As a senior, Raudales has become heavily involved at SHS. One of those involvements include National Honors Society, where she acts as treasurer and is required to start a service project.

Raudales wanted to seize this opportunity and do something greater than herself. She chose to start a program dedicated to helping students like her at Winchester Village Elementary that struggle with learning English.

“I was trying to come up with something to do that I was actually passionate about,” Raudales said. “I didn’t want to pick something just to do it.” 



Raudales grew up in a Spanish-speaking household. She had immigrated only a week before her 8th birthday, and like her family, was not able to speak much English.

She recalls having to be in different classrooms than the other students. Throughout elementary school, the assignments she had were considered easier and usually required one-on-one help. Many students in her E.L. class didn’t speak Spanish, which caused her to feel lonely. 

Her parents still expected her to get good grades in school and meet certain expectations. Raudales says her parents didn’t know how far to push her. Therefore, they just left her to try and learn on her own.

“[Parents] don’t really get to that level where they can understand what we’re going through and what we experience,” Raudales said. “It’s very hard since they are so set in what they experience.”

Raudales started learning English around second grade with the help of teacher Isa Valdivia, who she is still in contact with. Valdivia started off in the district being a half-day E.L. teacher at Southport Elementary and at Winchester Village. The school district decided to move her to Winchester Village full time after a sudden uprising in E.L. students. 

She helped Raudales with her English grammar and vocabulary. As Raudales picked up the language, Valdivia began to help her with school assignments. Due to Raudales learning English quickly, she didn’t work with Valdivia for long. But, Valdivia knew she had a bright future ahead. 

“[I thought she was] very smart because she learned how to speak English in less than a year,” Valdivia said. “She’s smart. She’s so smart. I knew she was going to be a big person.”

Although Raudales had trouble, her mom Velkis Lanza, was there to keep her on track. If her daughter ever had homework, she would make sure that it got done. 

Learning English has always been a goal for Lanza. She already knew a little English and was quickly determined to know more after coming to the U.S. Back in her home country, she worked as a hairstylist. To be able to continue her career and to learn the language more, she applied to American salons.

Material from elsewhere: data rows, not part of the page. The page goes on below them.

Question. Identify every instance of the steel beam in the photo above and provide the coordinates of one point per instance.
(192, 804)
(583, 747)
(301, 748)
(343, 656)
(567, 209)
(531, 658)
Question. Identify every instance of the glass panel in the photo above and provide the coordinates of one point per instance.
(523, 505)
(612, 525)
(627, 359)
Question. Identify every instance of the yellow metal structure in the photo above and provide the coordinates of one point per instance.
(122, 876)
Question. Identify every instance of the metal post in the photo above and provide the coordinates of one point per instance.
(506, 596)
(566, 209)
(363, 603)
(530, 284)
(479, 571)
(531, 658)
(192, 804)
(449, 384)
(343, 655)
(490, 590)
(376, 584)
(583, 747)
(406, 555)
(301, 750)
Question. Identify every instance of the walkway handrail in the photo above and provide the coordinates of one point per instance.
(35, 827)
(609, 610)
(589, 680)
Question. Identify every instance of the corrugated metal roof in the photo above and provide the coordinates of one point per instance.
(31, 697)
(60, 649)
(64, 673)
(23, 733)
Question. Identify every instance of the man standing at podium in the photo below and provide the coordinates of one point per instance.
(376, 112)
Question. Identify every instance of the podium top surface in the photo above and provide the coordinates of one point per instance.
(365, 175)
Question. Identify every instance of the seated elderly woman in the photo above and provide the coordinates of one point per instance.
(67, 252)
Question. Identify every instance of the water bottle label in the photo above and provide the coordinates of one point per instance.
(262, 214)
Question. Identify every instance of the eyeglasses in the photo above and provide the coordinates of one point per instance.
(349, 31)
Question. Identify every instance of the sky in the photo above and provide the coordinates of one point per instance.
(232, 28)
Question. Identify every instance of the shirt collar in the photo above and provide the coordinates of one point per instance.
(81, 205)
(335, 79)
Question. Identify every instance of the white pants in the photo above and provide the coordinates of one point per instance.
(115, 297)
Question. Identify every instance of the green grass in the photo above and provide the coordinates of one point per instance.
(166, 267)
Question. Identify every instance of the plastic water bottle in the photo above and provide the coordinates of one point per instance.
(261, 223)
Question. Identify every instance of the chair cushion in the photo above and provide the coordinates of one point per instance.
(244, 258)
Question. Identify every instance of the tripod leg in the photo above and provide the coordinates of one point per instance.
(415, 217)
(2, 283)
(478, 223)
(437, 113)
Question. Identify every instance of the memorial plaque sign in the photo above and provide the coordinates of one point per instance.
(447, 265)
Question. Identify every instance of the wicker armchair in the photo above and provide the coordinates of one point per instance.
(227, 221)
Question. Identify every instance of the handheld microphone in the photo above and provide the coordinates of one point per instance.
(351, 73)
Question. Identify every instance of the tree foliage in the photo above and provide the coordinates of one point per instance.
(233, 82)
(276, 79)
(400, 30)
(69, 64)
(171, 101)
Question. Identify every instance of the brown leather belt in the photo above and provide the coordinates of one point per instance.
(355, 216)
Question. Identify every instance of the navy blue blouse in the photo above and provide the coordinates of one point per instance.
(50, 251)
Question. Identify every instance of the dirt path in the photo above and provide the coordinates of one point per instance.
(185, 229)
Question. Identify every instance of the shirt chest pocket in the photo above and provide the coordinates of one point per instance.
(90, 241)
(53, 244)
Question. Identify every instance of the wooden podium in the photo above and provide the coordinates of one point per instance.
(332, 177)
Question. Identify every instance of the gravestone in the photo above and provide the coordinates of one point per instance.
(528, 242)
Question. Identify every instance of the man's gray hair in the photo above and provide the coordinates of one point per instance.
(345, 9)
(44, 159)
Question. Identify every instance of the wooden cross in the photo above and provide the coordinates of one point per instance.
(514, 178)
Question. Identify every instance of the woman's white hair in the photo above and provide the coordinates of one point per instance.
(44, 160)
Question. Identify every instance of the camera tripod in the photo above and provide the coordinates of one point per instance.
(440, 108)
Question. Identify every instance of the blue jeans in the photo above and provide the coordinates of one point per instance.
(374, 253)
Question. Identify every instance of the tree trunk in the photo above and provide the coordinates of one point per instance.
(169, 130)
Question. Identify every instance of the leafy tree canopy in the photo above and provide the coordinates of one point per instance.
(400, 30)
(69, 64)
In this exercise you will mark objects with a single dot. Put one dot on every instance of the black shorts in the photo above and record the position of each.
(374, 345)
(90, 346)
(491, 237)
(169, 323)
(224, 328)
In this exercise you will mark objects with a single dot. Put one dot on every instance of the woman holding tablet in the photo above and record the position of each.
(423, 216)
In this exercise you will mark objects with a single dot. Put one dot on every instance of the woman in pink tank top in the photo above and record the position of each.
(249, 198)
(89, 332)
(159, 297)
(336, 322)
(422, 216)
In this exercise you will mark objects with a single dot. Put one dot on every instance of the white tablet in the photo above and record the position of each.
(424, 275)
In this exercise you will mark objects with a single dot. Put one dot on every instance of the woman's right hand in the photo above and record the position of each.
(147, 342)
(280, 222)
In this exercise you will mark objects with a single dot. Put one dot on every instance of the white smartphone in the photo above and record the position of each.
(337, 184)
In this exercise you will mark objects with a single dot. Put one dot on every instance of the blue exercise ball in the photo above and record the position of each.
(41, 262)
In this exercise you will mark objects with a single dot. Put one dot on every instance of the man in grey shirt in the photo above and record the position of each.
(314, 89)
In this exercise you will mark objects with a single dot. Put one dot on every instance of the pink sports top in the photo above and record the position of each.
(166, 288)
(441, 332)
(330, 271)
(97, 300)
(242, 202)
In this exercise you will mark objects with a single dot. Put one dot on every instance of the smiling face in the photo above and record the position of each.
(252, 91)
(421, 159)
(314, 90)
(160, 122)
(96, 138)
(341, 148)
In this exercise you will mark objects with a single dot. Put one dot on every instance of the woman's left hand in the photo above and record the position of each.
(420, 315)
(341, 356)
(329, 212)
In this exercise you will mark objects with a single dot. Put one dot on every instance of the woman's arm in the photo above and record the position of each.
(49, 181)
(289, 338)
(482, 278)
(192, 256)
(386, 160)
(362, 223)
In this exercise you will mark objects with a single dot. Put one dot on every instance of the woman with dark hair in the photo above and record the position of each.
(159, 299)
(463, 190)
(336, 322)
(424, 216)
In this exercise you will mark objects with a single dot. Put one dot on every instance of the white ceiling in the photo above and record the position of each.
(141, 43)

While working, she applied to C9 to earn her GED and be able to further her education. Lanza had always encouraged Raudales to do something with herself and not just sit around. 

Raudales got the inspiration for the program when her two younger cousins immigrated to the U.S. and started to attend Winchester Village. One cousin had been picking up English pretty quickly, while the other was still having trouble. This, and memories from her childhood, in school made her want to start to plan a program that would help kids overcome their language barrier just as she did.



Raudales and the young students of Winchester Village attend the first day of the program on Oct. 5 (December Tling)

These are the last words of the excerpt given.